In the 40th minute, Mexico’s prolific goal scorer Jared Borgetti would be subbed off for Omar Bravo after a nasty injury which would impede his continuity in the game. Just three minutes later, youngster Andres Guardado dressed up as Borgetti himself as he slid in to put away a Nery Castillo cross to put the Mexicans up just before halftime.

The hosts were 45 minutes away from 2nd place and Bob Bradley knew he needed to find a solution for his team with urgency.

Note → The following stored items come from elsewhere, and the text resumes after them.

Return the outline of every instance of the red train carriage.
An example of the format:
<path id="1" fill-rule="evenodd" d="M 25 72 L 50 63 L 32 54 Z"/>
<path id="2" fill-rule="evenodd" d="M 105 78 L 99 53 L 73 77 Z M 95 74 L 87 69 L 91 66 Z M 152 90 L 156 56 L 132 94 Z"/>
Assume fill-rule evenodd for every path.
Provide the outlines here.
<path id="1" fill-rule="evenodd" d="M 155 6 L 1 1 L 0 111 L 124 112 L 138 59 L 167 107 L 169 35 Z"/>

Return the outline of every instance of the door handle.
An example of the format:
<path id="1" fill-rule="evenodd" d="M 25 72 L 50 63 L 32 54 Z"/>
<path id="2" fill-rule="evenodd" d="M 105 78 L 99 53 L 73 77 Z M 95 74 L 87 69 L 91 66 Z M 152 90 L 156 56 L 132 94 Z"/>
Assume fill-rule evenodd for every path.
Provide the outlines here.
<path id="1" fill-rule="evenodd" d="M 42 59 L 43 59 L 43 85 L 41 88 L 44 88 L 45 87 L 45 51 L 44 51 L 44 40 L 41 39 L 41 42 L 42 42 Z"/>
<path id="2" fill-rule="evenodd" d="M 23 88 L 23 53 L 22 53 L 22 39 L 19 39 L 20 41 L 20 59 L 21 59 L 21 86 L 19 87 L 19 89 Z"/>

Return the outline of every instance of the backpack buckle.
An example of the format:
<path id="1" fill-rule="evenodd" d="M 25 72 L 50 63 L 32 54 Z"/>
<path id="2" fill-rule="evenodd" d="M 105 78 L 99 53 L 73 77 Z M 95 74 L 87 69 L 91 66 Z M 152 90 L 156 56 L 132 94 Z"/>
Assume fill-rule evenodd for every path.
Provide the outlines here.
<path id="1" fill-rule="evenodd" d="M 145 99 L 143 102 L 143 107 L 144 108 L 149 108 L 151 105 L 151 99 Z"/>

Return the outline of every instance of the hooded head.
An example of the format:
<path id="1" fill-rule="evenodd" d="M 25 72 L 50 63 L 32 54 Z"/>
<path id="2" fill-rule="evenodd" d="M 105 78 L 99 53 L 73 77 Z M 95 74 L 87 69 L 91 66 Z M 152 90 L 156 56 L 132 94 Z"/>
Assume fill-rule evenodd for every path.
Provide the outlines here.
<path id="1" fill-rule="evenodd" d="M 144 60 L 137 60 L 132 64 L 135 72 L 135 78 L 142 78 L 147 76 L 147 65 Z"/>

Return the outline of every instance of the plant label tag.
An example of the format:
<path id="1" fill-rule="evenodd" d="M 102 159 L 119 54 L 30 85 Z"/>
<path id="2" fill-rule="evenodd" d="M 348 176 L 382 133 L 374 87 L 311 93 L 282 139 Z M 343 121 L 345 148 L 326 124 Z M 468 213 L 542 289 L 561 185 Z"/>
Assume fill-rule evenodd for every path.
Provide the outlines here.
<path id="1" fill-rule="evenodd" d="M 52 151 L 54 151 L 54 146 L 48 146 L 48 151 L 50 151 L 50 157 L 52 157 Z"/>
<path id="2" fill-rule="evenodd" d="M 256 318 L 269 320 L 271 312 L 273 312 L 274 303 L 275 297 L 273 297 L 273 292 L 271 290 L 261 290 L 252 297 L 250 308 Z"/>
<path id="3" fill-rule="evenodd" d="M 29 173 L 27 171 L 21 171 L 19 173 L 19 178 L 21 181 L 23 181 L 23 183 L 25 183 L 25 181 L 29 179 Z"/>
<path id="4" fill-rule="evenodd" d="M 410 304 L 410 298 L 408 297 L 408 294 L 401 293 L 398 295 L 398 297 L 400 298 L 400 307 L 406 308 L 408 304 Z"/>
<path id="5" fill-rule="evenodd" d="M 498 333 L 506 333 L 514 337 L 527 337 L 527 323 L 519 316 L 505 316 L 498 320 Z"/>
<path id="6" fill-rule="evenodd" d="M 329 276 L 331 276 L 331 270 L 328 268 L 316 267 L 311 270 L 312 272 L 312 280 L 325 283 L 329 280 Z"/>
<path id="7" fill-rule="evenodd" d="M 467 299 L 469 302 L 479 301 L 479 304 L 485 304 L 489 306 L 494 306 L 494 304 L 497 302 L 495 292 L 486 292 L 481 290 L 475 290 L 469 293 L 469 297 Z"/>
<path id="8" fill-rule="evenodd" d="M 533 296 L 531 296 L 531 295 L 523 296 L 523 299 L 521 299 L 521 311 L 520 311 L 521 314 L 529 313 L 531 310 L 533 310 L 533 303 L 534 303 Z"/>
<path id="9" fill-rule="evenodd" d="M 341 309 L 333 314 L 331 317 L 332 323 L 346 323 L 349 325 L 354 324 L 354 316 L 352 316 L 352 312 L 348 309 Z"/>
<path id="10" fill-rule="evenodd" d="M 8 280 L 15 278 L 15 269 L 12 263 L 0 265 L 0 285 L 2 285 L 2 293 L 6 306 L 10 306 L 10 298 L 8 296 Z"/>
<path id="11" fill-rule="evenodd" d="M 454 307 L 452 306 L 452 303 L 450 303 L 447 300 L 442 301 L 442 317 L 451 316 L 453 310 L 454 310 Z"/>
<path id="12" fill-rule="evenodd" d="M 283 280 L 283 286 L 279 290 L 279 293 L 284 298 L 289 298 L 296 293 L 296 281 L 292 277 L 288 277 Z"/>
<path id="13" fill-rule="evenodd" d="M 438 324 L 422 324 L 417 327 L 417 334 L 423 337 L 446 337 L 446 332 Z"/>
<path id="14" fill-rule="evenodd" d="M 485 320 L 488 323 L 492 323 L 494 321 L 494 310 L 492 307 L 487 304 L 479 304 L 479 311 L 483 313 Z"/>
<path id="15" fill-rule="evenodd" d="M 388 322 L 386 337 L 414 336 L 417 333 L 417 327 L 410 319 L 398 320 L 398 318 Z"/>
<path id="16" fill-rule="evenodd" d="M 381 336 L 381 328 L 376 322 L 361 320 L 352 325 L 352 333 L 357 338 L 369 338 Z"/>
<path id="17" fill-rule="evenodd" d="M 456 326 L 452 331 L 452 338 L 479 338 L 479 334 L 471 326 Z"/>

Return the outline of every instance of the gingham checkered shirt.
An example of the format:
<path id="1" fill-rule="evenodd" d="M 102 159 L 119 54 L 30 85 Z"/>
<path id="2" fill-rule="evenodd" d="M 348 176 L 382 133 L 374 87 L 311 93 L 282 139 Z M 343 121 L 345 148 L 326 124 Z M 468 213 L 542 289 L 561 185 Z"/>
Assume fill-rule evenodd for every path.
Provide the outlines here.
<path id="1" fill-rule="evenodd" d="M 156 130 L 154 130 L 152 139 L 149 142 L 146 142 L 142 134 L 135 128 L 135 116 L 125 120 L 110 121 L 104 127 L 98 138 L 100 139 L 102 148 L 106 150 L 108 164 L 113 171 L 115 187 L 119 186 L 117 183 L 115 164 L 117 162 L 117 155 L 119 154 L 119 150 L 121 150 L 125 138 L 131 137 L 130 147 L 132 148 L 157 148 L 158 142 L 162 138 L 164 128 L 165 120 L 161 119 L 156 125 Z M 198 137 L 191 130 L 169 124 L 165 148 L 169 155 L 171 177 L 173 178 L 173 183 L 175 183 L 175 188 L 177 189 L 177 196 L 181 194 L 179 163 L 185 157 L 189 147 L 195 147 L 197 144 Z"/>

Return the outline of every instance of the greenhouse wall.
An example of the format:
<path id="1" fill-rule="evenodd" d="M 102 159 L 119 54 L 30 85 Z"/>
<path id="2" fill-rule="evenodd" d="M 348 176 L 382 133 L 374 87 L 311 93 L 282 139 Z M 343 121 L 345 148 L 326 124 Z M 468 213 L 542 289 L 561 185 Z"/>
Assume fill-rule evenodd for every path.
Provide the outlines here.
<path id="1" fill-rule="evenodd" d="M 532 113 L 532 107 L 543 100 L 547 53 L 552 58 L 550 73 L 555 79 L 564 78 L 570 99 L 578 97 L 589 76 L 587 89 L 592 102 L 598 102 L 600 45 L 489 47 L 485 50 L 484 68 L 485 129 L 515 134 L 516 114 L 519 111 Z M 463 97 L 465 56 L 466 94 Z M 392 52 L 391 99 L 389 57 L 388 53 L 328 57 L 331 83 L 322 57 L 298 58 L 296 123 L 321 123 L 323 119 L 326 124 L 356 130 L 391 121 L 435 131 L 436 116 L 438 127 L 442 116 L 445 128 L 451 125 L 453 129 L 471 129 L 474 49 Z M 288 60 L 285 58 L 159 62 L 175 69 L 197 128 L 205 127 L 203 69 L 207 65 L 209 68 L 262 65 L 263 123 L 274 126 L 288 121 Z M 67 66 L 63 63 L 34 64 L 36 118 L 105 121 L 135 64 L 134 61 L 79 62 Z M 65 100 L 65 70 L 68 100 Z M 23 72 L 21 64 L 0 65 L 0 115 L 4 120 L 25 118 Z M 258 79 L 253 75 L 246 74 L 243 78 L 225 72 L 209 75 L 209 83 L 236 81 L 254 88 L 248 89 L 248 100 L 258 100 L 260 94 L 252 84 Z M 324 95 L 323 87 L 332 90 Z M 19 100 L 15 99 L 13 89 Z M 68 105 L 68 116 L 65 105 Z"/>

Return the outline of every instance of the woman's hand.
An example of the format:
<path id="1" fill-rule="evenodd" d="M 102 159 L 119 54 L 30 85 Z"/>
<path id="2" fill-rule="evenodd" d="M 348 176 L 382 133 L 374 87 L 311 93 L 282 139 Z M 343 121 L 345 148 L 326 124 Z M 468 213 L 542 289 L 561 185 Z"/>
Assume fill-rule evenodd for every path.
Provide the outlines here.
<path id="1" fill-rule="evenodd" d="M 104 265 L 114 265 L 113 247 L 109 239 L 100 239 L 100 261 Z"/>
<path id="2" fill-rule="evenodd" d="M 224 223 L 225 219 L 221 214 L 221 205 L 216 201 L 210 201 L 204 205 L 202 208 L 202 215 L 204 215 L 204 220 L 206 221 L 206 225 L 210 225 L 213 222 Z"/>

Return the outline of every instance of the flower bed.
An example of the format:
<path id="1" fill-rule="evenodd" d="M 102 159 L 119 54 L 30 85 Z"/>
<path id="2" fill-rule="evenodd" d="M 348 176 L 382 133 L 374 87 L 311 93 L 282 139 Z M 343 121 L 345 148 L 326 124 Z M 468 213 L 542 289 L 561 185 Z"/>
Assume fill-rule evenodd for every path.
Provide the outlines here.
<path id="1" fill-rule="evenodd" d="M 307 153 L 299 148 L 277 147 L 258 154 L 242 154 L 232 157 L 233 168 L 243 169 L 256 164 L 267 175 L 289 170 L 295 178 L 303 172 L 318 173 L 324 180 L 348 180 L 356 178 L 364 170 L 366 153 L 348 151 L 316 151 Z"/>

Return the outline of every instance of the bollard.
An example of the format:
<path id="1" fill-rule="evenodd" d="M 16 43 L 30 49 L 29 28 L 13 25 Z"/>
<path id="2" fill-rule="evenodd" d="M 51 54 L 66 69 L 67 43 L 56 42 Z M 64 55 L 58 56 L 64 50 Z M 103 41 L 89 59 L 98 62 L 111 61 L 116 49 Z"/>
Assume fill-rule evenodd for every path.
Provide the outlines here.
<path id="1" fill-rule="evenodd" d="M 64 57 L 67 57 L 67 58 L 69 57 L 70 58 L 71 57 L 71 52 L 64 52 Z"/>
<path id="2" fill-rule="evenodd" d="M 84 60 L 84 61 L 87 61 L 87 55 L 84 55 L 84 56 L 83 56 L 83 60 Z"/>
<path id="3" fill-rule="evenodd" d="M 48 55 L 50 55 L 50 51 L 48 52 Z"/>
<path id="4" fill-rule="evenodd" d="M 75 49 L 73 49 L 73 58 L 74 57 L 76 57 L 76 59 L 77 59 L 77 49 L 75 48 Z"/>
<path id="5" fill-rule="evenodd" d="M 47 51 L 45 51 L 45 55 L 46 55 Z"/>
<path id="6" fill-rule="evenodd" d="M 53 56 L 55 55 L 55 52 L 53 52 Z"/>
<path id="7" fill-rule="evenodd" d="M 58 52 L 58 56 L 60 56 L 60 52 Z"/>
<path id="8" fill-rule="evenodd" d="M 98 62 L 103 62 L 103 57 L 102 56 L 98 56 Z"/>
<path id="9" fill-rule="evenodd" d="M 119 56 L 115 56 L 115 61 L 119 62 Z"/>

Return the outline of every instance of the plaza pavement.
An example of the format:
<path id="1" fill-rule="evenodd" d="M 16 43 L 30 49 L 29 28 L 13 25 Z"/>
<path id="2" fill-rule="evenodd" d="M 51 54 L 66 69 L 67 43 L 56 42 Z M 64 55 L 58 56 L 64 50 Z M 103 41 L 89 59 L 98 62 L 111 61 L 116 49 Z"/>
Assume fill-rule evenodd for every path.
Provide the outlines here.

In the second half, the U.S came out needing a big play and savior but Mexico’s Oswaldo Sanchez was as great as ever and protected his country’s goal even against United State’s clear cut chances.

In the 62nd minute, Brian Ching attempted to turn on Jonny Magallon inside the box but the Hawaiian native was blatantly taken down for a penalty. Up came the legendary #10 for the United States, Landon Donovan. After his traditional pre-penalty kick ritual of the knuckle kissing, he stepped up and slotted it past a frozen Sanchez to tie the game. Donovan would come back to admit that it was the toughest penalty he had ever taken as he was aware and frankly terrified of the mexican keeper knowing what he was capable of.

Mexico quickly responded and continued to attack in search of regaining the lead. They would end the game with 16 shots to U.S’s 10. But it was one of the United State’s seven shots on target which changed the game completely. In the 73rd minute, Mexico attempted to clear a corner kick but the ball ended up right in front of Benny Feilhaber who didn’t hesitate and took a chance. And what a chance it was. His shot rocketed straight side-netting past a diving Sanchez to give the hosts the lead for good.

Despite Hugo Sanchez’s desperation subs late in the game, the United States somehow held onto the lead until the final whistle to reclaim their title.

On Friday, we’ll have yet another chapter to this great rivalry as they meet up in Columbus, Ohio for a World Cup qualifier. As intense as qualifiers can be, it is not a Gold Cup final. And it’s certainly not the 2007 Gold Cup final where Feilhaber missile gave his country not just a victory against their greatest rival but a Gold Cup trophy.